This is an example of a tutorial but I think has not been solved properly. Please help me!
$X(T) = A \sin(\omega_0 t + \Phi)$
$A$ and $\phi$ are independent
$A$ is uniformly distributed over $(0,1)$
$\Phi$ is uniformly distributed over $(0, 2\pi)$
Is it mean-ergodic?
It is solved as follows:
$E[X(t)]=E[A]E[\sin(\omega_0t+\Phi)]=0$
$R_X(\tau)=E[X(t)X(t+\tau)]=E[A]E[\sin(\omega_0t+\Phi)\sin(\omega_0t+\omega_0\tau+\Phi)]=\frac{1}{2}E[A^2]\cos(\omega_0\tau)$
so it is stationary. Since its mean value is zero
$C_X(\tau)=\frac{1}{2}E[A^2]\cos(\omega_0\tau)$$\sigma^2_{\hat\mu_X}=\frac{E[A^2]}{2T}\{\int_{-2T}^{2T}[1-\frac{|\tau|}{2T}]\frac{\cos(\omega_0\tau)}{2}d\tau\}$
The next step is where I have problem with. I don't know whether we can substitute the fourier transform of $f$ when computing $\int_a^b f$ or are the fourier transforms computed here correct? Even I don't know the integration has been done correctly? The solution continues as follows:
We can use the result from Fourier transform that time multiplication is frequency convolution and evaluate the integral shown above.

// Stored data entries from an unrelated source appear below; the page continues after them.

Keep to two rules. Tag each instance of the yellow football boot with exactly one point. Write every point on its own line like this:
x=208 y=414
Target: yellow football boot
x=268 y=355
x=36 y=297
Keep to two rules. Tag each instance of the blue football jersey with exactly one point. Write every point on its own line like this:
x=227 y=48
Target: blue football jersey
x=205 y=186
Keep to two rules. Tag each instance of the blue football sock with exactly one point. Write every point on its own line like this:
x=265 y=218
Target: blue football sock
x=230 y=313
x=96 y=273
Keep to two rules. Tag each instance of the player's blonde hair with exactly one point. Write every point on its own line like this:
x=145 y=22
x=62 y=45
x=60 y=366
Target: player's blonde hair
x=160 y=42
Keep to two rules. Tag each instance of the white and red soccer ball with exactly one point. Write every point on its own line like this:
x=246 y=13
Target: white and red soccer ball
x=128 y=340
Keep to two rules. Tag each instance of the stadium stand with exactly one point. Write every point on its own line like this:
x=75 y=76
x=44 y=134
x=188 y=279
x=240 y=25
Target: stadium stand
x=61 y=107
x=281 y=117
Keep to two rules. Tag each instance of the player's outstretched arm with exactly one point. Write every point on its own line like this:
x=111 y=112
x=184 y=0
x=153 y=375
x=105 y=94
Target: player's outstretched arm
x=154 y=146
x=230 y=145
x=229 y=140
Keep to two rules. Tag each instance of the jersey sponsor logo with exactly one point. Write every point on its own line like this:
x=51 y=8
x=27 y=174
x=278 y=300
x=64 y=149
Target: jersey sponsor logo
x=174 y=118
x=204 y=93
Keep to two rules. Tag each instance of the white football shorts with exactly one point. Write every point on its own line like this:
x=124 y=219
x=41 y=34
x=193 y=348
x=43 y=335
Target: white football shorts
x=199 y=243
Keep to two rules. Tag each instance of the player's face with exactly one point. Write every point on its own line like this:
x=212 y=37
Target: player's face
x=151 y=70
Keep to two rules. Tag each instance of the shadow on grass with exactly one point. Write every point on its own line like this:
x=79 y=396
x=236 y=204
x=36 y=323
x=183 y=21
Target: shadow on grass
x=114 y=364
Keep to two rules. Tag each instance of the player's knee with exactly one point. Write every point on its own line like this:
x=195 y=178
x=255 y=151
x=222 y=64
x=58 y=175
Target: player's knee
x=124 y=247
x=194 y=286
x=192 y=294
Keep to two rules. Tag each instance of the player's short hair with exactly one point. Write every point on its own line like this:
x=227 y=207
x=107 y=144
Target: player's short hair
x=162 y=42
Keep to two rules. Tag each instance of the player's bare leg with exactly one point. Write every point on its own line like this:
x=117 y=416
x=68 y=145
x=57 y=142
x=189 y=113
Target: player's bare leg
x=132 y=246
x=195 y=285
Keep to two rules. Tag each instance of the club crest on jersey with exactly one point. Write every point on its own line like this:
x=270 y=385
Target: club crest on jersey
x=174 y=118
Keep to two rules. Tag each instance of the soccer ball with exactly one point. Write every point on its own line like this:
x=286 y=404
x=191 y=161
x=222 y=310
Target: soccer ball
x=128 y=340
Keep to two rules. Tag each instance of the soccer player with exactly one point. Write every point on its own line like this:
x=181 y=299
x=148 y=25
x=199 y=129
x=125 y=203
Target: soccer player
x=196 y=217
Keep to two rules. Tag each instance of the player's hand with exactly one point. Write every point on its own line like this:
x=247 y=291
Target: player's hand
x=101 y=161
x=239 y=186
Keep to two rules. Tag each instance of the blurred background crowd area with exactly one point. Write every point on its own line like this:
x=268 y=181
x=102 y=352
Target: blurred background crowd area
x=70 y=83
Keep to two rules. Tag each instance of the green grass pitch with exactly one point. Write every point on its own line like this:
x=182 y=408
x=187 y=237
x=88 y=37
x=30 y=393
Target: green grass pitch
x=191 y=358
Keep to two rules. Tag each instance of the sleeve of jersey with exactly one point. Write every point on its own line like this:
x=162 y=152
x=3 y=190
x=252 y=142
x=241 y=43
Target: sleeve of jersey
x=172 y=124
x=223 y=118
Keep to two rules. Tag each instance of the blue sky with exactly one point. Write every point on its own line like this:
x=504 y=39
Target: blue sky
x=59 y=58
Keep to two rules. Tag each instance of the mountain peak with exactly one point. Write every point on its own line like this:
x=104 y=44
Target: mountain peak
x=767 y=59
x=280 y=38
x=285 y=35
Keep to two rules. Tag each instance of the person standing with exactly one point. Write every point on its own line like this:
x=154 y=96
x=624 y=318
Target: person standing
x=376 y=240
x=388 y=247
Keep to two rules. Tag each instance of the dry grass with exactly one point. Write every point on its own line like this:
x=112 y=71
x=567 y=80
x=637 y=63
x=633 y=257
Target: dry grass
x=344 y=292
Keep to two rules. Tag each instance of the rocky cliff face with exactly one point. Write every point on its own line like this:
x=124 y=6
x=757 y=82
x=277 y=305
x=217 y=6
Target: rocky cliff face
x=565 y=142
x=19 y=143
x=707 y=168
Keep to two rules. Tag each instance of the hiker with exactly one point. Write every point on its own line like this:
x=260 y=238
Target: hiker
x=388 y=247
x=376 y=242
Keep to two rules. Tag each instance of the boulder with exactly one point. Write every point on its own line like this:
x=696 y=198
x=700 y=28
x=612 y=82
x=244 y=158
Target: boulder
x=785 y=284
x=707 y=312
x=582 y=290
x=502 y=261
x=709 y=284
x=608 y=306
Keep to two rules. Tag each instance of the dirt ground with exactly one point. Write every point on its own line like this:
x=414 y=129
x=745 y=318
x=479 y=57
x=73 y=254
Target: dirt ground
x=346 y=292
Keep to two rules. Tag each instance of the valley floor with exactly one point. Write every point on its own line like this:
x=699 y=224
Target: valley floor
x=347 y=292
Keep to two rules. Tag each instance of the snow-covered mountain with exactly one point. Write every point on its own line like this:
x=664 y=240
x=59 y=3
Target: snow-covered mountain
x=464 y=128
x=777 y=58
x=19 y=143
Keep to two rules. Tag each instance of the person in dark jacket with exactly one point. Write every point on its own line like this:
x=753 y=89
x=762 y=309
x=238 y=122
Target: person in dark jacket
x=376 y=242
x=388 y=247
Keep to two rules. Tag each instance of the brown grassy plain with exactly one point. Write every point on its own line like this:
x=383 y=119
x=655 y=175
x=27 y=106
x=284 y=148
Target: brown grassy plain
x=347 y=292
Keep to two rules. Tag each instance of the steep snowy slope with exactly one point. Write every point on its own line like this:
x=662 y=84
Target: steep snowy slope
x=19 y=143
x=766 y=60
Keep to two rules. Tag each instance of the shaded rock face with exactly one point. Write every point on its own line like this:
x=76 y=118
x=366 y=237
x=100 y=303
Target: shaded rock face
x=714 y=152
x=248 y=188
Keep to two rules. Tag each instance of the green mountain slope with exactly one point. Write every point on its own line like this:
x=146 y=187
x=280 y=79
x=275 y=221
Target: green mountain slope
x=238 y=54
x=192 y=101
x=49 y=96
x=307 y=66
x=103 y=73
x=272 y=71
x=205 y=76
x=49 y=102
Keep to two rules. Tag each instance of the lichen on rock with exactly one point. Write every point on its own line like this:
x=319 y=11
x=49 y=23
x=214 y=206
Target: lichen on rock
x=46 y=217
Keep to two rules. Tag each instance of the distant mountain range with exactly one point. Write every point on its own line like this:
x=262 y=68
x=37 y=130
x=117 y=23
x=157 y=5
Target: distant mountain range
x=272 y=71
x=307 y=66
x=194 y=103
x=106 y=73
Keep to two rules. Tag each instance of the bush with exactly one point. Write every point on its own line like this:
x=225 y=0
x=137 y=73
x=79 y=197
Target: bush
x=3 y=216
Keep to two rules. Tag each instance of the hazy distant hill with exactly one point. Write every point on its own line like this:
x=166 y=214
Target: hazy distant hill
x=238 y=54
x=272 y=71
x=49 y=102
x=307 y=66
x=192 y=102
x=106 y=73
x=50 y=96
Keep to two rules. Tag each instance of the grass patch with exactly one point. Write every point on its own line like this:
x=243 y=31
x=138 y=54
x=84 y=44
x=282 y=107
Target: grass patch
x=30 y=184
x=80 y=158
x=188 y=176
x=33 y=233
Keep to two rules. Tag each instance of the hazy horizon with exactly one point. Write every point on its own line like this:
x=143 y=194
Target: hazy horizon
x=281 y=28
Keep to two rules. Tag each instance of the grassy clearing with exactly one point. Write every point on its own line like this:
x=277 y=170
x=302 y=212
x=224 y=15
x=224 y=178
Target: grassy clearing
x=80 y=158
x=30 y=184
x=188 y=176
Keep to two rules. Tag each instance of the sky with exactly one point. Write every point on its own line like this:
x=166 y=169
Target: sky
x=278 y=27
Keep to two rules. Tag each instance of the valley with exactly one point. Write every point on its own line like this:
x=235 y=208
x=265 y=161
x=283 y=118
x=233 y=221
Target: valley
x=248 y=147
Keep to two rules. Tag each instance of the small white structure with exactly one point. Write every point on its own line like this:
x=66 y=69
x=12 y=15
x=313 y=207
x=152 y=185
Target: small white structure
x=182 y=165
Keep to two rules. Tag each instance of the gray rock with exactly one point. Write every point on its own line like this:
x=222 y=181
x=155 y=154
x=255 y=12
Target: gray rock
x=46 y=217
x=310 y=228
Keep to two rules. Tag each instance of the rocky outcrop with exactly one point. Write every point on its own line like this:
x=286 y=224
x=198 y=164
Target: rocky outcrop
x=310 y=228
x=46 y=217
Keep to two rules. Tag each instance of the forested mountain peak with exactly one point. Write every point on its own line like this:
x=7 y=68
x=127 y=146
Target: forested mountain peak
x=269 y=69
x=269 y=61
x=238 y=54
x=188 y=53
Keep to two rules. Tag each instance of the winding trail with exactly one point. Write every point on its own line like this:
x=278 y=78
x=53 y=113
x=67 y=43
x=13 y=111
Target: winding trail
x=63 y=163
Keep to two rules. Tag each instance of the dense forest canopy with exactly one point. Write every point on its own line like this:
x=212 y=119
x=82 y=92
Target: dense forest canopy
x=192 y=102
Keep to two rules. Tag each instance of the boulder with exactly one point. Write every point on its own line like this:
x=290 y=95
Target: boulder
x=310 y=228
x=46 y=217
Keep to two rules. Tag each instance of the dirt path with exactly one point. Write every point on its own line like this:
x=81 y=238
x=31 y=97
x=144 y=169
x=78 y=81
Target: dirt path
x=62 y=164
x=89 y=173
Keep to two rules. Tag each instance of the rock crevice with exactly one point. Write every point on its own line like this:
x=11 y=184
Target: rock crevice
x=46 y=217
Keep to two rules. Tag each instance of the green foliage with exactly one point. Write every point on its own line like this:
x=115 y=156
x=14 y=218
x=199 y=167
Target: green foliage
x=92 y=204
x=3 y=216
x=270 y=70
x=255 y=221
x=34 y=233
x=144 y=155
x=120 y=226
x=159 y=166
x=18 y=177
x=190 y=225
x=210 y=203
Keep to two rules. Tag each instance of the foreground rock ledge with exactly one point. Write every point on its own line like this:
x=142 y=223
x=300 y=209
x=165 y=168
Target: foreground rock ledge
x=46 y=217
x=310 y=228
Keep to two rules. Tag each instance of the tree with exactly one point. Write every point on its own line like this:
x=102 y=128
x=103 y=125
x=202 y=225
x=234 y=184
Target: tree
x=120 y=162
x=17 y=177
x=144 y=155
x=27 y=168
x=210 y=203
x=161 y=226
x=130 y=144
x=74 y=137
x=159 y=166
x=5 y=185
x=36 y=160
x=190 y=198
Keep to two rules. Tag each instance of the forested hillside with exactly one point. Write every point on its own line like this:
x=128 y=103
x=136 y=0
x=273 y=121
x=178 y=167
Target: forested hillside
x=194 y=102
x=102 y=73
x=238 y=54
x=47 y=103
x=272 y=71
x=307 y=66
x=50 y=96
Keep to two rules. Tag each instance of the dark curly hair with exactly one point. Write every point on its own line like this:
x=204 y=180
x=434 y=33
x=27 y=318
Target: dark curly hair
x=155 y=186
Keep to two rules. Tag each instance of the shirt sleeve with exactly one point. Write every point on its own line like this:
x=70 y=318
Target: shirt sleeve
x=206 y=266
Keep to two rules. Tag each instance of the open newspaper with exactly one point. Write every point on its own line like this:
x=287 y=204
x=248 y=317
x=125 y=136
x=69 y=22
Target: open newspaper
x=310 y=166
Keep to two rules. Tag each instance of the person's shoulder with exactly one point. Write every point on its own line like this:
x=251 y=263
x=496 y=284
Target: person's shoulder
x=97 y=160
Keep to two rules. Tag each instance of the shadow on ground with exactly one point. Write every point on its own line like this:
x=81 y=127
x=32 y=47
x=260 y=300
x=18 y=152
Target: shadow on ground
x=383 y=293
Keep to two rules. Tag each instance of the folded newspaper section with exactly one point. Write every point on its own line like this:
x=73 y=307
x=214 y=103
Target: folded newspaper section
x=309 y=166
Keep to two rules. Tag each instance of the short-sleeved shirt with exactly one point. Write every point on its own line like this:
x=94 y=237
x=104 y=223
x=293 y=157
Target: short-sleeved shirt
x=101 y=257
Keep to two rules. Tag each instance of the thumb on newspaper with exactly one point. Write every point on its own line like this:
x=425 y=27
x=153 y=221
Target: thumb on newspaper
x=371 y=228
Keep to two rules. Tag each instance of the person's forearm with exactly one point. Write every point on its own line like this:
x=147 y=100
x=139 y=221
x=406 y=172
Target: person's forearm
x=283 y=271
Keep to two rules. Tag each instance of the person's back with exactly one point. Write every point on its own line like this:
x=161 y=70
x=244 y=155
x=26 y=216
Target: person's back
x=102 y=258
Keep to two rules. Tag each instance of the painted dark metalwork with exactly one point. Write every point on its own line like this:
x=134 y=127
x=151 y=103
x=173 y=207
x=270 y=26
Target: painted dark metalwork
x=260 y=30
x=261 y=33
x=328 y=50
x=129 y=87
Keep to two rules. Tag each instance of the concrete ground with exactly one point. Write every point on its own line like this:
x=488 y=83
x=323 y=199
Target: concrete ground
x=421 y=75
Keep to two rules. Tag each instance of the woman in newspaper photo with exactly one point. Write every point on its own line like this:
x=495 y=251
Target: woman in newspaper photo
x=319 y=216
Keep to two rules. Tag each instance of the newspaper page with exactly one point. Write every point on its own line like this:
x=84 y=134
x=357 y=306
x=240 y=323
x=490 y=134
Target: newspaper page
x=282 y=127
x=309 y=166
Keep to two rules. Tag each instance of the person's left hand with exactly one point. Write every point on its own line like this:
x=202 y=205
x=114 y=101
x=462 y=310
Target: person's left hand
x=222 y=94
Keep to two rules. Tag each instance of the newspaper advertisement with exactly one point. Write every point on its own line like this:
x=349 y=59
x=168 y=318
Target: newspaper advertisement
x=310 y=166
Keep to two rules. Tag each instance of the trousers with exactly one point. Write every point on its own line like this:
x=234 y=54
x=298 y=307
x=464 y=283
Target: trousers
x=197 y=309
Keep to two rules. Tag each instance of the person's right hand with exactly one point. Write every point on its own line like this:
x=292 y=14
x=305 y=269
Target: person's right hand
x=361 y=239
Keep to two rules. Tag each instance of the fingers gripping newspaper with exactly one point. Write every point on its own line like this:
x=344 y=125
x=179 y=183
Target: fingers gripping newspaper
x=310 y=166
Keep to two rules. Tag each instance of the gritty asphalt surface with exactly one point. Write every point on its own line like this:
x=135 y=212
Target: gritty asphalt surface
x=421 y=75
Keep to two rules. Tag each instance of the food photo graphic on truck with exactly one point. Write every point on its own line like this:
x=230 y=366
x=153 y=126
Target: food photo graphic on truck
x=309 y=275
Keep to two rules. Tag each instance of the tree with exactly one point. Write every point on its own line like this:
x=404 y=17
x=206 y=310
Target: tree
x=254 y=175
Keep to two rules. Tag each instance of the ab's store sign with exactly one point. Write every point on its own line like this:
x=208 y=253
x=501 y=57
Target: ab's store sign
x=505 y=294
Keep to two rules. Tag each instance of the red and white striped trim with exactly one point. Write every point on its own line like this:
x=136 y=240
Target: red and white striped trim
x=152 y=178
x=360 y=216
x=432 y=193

$$[1-\frac{|\tau|}{2T}]\Longleftrightarrow 2T[\frac{\sin(\omega T)}{\omega T}]^2\quad and\quad\frac{\cos(\omega_0\tau)}{2}\Longleftrightarrow \frac{\pi}{2}[\delta(\omega+\omega_0)+\delta(\omega-\omega_0)]$$
Substituting the Fourier transforms of the triangular and the cosine functions in the equation for vairance, we obtain
$$\begin{align} \sigma^2_{\hat\mu_X}&=\frac{1}{2\pi}\frac{E[A^2]}{2T}\int_{-\infty}^{\infty}2T[\frac{\sin(\omega T)}{\omega T}]^2\frac{\pi}{2}[\delta(\omega+\omega_0)+\delta(\omega-\omega_0)]d\omega\\ &=\frac{E[A^2]}{2\pi}[\frac{\sin(\omega_0T)}{\omega_0T}]^2 \end{align}$$ $T\to\infty\,,\sigma^2_{\hat\mu_X}\to 0\,,for\;\omega_0\neq 0$ Thus $X(t)$ is mean-ergodic.
1- I don't know if the fourier transform calculation $[1-\frac{|\tau|}{2T}]\Longleftrightarrow 2T[\frac{\sin(\omega T)}{\omega T}]^2$ is true?
2- I don't know whether we can compute the integral of the fourier transform of a function instead of the original function?
3- Regarding that multiplication in time is equivalent to the convolution in frequency space I don't know whether substituting $[1-\frac{|\tau|}{2T}]\frac{\cos(\omega_0\tau)}{2}$ in $\sigma^2_{\hat\mu_X}=\frac{E[A^2]}{2T}\{\int_{-2T}^{2T}[1-\frac{|\tau|}{2T}]\frac{\cos(\omega_0\tau)}{2}d\tau\}$ by $2T[\frac{\sin(\omega T)}{\omega T}]^2\frac{\pi}{2}[\delta(\omega+\omega_0)+\delta(\omega-\omega_0)]$ in $\sigma^2_{\hat\mu_X}=\frac{1}{2\pi}\frac{E[A^2]}{2T}\int_{-\infty}^{\infty}2T[\frac{\sin(\omega T)}{\omega T}]^2\frac{\pi}{2}[\delta(\omega+\omega_0)+\delta(\omega-\omega_0)]d\omega$ is done correctly?